Mes chers collègues, mettre en péril des dizaines de milliers de micro-entrepreneurs pour assainir la concurrence dans un seul secteur n’est pas souhaitable. Il est donc nécessaire de suspendre la réforme votée lors du PLF pour 2025.
Nous aurons l’occasion de débattre, dans un autre véhicule législatif, du dispositif qui nous est présenté par le Gouvernement pour lutter contre le déséquilibre concurrentiel dont souffre le secteur de la construction.
Il est notamment proposé un taux différencié pour le bâtiment. Si ce dispositif vise simplement à rétablir la juste concurrence au service de la liberté économique, il aura notre soutien. Mais si son objectif est seulement de créer une nouvelle ressource fiscale, alors nous ne pourrons nous y associer.

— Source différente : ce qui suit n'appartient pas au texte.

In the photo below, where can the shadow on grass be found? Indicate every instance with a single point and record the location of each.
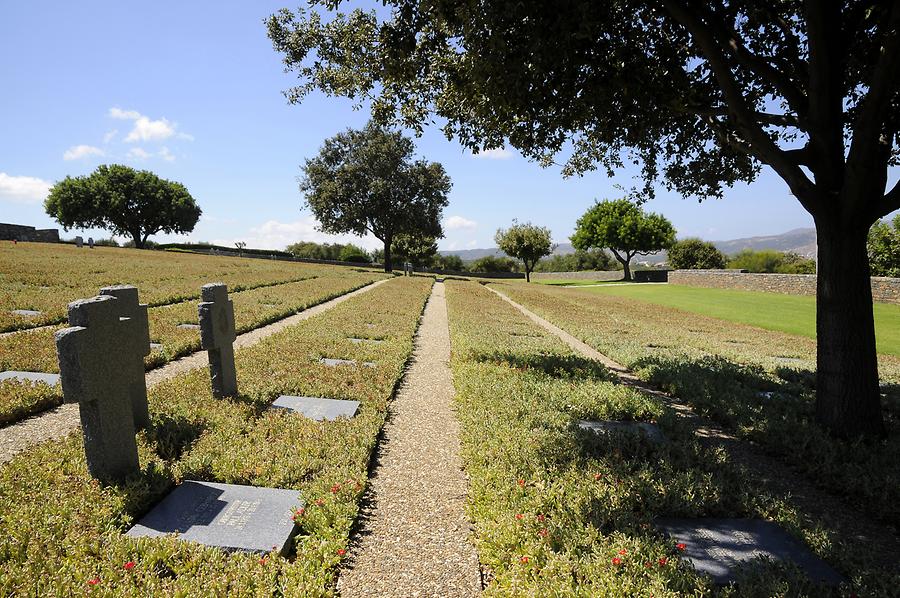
(558, 366)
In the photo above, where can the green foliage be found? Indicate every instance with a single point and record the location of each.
(579, 261)
(884, 248)
(693, 253)
(367, 181)
(450, 263)
(417, 249)
(526, 242)
(623, 228)
(493, 264)
(770, 260)
(127, 202)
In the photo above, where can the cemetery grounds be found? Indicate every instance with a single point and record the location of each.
(556, 510)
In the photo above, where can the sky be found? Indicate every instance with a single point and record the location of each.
(193, 92)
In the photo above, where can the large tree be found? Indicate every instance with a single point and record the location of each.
(702, 94)
(525, 241)
(125, 201)
(623, 228)
(367, 181)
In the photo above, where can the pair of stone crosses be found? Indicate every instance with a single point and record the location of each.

La présente proposition de loi a pour objet de rétablir le droit commun : les sénateurs du groupe Les Indépendants la voteront. (Applaudissements sur les travées du groupe RDPI.)
M. le président. La parole est à Mme Christine Lavarde. (Applaudissements sur les travées du groupe Les Républicains. – Mme Annick Billon applaudit également.)
Mme Christine Lavarde. Monsieur le président, monsieur le ministre, mes chers collègues, l’orateur précédent a convoqué le souvenir de Frédéric Bastiat. Je vous invite, pour ma part, à vous replonger dans vos cours d’histoire.
Souvenez-vous : à l’été 1953, un petit libraire de Saint-Céré, dans le Lot, s’offusque d’un contrôle diligenté par l’administration fiscale, laquelle considérait à l’époque que tout commerçant en zone rurale pouvait dissimuler une part importante de son chiffre d’affaires.
Vous vous souvenez tous de la suite de l’histoire : un mouvement a pris forme, sous le nom de poujadisme, exprimant le ras-le-bol fiscal et administratif de milliers de petits commerçants, d’artisans et de travailleurs indépendants.
Soixante-dix ans plus tard, si les visages et les métiers ont changé, le malaise demeure. Nos entrepreneurs, nos artisans et nos indépendants ressentent aujourd’hui la même lassitude et la même impression d’être accablés de normes, de seuils et de réformes conçus loin de leur réalité quotidienne.
Souvenons-nous aussi des mots de Raymond Aron, qui a analysé le poujadisme : « La révolte des contribuables n’est pas seulement affaire d’impôt, elle est le signe d’une société qui ne se comprend plus elle-même. »
Nous avons tous reçu des centaines de courriels d’auto-entrepreneurs. Chacun raconte la réalité de son travail et son incompréhension face à cette réforme décidée à la va-vite, sans la moindre concertation. Je ne reviendrai pas sur le scénario qui a conduit à son adoption l’année dernière, plusieurs orateurs l’ayant déjà résumé : c’était un mauvais film – espérons qu’il n’aura pas de suite…
Ce changement radical aurait conduit, dès cette année, près de 200 000 structures, dont 135 000 micro-entrepreneurs, à devenir redevables de la TVA. Les secteurs de la construction, des services à la personne, de la création artistique ou encore de l’hébergement touristique auraient été particulièrement touchés.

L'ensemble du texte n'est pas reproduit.